Gli exploit zero-day ora nascono senza passaggi umani
Il salto non è che un modello abbia trovato un bug. È che ha tolto di mezzo il collo di bottiglia umano tra verifica del codice e exploit funzionante: una volta ristretto il campo a poche funzioni collegate dalla scansione, il modello ha potuto tenere il difetto in contesto abbastanza a lungo da trasformarlo in un exploit usabile. Questo abbassa il tempo tra bug latente e weaponization attiva, e alza il volume di ciò che può essere portato fino in fondo.

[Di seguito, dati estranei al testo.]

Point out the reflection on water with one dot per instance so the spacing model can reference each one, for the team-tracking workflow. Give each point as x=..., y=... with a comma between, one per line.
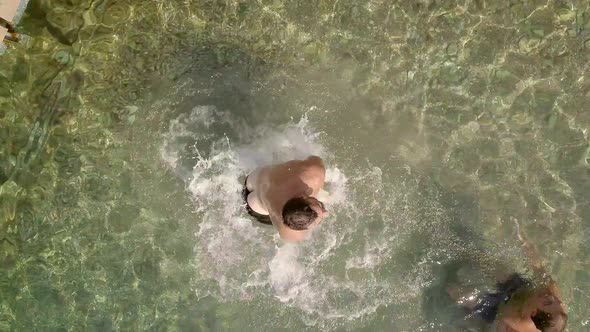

Intruder descrive una pipeline che ha scoperto e sfruttato in modo autonomo uno zero-day remote SQL injection in un plugin WordPress con oltre 300.000 utenti, identificato come CVE-2026-3985. Il flusso usa un code scanner per isolare i punti rilevanti, poi affida a un LLM la triage e la costruzione dell’exploit, senza intervento umano dall’inizio alla fine.

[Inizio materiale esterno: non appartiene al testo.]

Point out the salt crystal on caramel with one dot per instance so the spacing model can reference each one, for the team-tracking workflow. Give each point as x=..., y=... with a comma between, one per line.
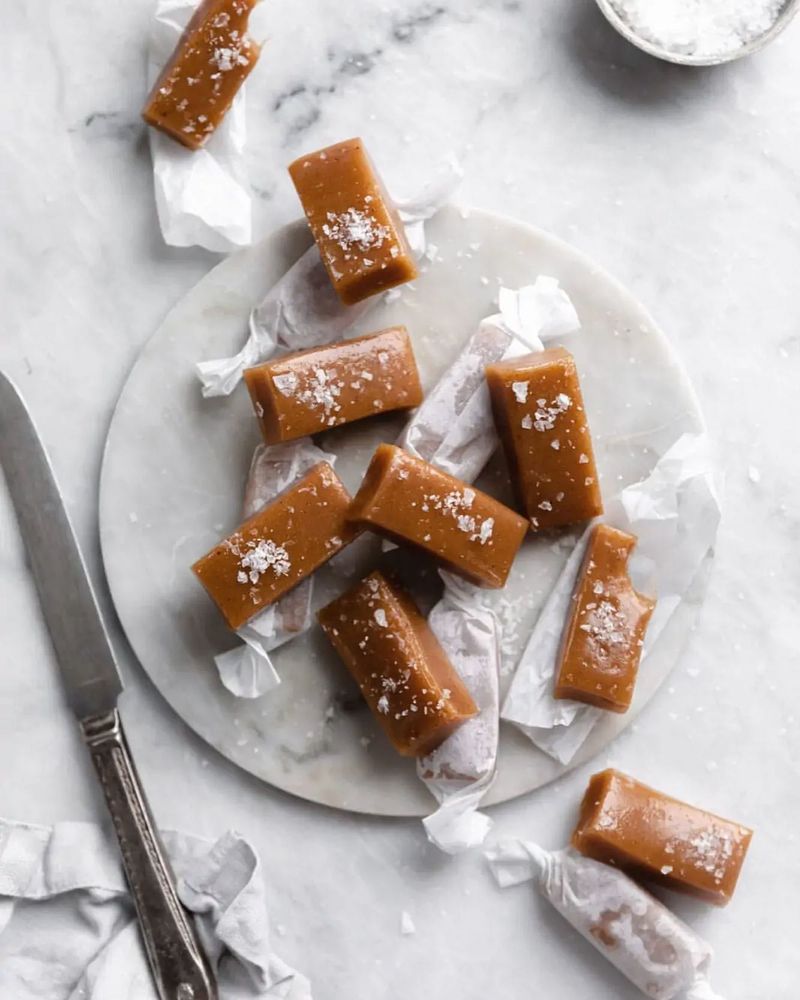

Per chi fa appsec, bug bounty o difesa di plugin e workflow di code scanning assistiti dall’AI, il punto non è la scoperta in sé ma la velocità di conversione: un singolo finding può diventare subito un’arma funzionante. Se strumenti difensivi usano lo stesso paradigma per leggere il codice o generare fix, il fallimento da tenere in conto è lo stesso, solo al contrario.